共有フォルダ内のファイルを一括で書き換えない。
技術的には可能であることと、実務でやってよいことは、必ずしもイコールにはなりません。
4. 何でもAIに入力してよいわけではない
もう一つの問題は、AIに何を入力するかです。
職場でAIが導入されたとしても、業務上の情報を何でも入力してよいわけではありません。
たとえAIがプロンプトの内容を学習しない設定になっていたとしても、外部にAIのサーバーがある以上、外部に情報を送るという意識は必要です。
個人情報。
個別案件。
組み合わせると個人が特定できる情報。
未公表の資料。
内部でしか共有されていない資料。
こうしたものを、そのまま入力するのは危険です。
守秘義務を守ることは、AIを一切使わないことではありません。
ただし、何を出してはいけないか考えずに使うことでもありません。
個人情報は入力しない。
個別案件はそのまま相談しない。
未公表の資料は貼り付けない。
これは入口としては正しいです。
ただ、現場で本当に知りたいのは、その次ではないでしょうか。
名前をAさんに変えたらよいのか。
部署名を伏せればよいのか。
金額を丸めればよいのか。
実際のCSVではなく、列の構造だけならよいのか。
文書そのものではなく、確認すべき観点だけなら聞いてよいのか。
ここを考えないままだと、AIを安全に使うことが難しくなります。
AIに相談するときは、いきなり原文を貼るのではなく、まず情報を削ります。
次に、業務の構造だけを残します。
それでも特定につながりそうな日付、金額、部署名、地域名などは、必要に応じて丸めます。
ただの置き換えだけでは安心できません。
名前を伏せても、日付、金額、地域、部署、事案の組み合わせで分かることがあるからです。
だから、相談に不要な情報を削り、数字や時期を丸め、原文ではなく処理の構造だけを出す必要があります。
そのまま渡すのではなく、相談できる形まで情報を整える。
この一手間が、AIを安全に使うためには必要になります。
これは、新聞記者や編集者が、個人や案件が特定されないように情報を整える技術にも近いものだと思います。

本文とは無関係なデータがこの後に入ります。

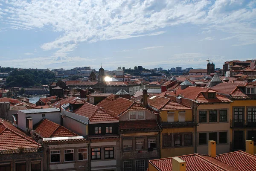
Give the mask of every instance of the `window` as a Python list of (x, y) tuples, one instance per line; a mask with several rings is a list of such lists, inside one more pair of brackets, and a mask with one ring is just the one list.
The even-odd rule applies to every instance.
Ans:
[(135, 163), (136, 171), (145, 171), (144, 160), (136, 160)]
[(150, 138), (148, 139), (148, 148), (157, 148), (157, 140), (155, 138)]
[(81, 148), (77, 150), (78, 153), (78, 160), (87, 160), (87, 148)]
[(209, 111), (209, 122), (217, 122), (217, 111)]
[(124, 162), (124, 171), (132, 171), (132, 162), (131, 161)]
[(144, 149), (144, 139), (136, 139), (136, 150)]
[(11, 171), (11, 164), (0, 165), (0, 171)]
[(167, 122), (174, 122), (174, 113), (168, 113), (167, 115)]
[[(38, 161), (37, 162), (31, 162), (31, 171), (41, 171), (41, 162)], [(1, 170), (2, 171), (2, 170)]]
[(100, 148), (92, 148), (92, 159), (101, 159)]
[(181, 145), (181, 135), (179, 134), (174, 135), (174, 145), (180, 146)]
[(214, 99), (214, 93), (208, 93), (208, 99)]
[(199, 133), (199, 145), (202, 145), (203, 144), (207, 144), (207, 134), (206, 133)]
[(227, 110), (220, 110), (220, 122), (227, 122)]
[(95, 127), (95, 134), (100, 134), (101, 133), (101, 127)]
[(192, 145), (192, 133), (185, 133), (184, 134), (184, 145)]
[(50, 151), (51, 160), (50, 162), (61, 162), (61, 151), (54, 150)]
[(64, 150), (64, 161), (74, 161), (74, 150)]
[(213, 140), (217, 143), (217, 133), (211, 132), (209, 133), (209, 140)]
[(130, 112), (130, 120), (136, 119), (136, 112)]
[(199, 122), (207, 122), (206, 111), (199, 111)]
[(114, 158), (114, 148), (113, 147), (105, 147), (105, 159), (113, 159)]
[(16, 163), (15, 168), (16, 171), (25, 171), (26, 170), (26, 162)]
[(185, 122), (185, 112), (179, 112), (179, 122)]
[(172, 147), (172, 134), (164, 135), (163, 138), (164, 147)]
[(124, 140), (123, 145), (124, 150), (132, 150), (132, 142), (131, 139)]
[(227, 132), (220, 132), (219, 141), (220, 144), (226, 144), (227, 143)]
[(256, 122), (256, 108), (248, 108), (248, 122)]
[(144, 112), (143, 111), (138, 112), (138, 119), (144, 119)]
[(112, 127), (106, 127), (106, 133), (112, 133)]
[(254, 88), (246, 88), (246, 94), (254, 94)]

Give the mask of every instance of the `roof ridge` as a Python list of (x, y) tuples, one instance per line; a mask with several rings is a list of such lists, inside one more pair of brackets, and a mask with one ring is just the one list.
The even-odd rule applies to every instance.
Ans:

AIを使う職員一人ひとりに、こうした感覚が必要になってくるのかもしれません。
さらに安全側に寄せるなら、原文や実データを渡さず、内部で処理を完結できるように、確認観点や考え方のフレームワークだけを作ってもらう方法もあります。
5. 初心者研修では、慎重寄りに教えるしかない
AI研修の入口では、おそらく慎重寄りに教えることになります。
個人情報は入力しないこと。
未公開情報は貼り付けないこと。
個別案件をそのまま相談しないこと。
判断に迷ったら、いったん止めること。
これは正しいです。
最初から細かい例外や判断基準を説明しすぎると、初心者は「何かよく分からない、難しいもの」として耳を閉ざしてしまいます。
事故を防ぎつつ、最初の一歩を踏み出してもらうには、まずは分かりやすい赤信号が必要です。
ただし、それだけで話が終わると、今度は別の問題が起きます。
怖いから何も使わない。
何が安全か分からないから、研修で言われた例のリピートに終始する。
公開情報を使った文書整理まで避けてしまう。
これでは、AIを導入しても活用まではおぼつきません。
6. 必要なのは、境界線を見定めること
大事なのは、活用のラインや個人情報のラインぎりぎりを攻めることではありません。
ラインを踏まないように、どこにラインが引かれているかを見定めることです。
AIに聞けること。
AIに入力してよいこと。
AIが作ったものを職場で実行してよいこと。
この三つは、分けて考えるべきです。
聞くこと自体は可能。
しかし、入力できない情報がある。
作ってもらうこと自体は可能。
しかし、職場で実行すると危険な操作がある。
AIを使っていけばいくほど、「できること」と「やってよいこと」の距離は縮まっていきます。
だからこそ、なおさらこの観点が重要になります。
守秘義務を守ることと、何も考えずに黙ることは違います。
AIを安全に使うことと、何もかも入力することも違います。
法令やルールは、動かないためだけにあるのではありません。
安全に動くためにも、法令やルールが必要になるのです。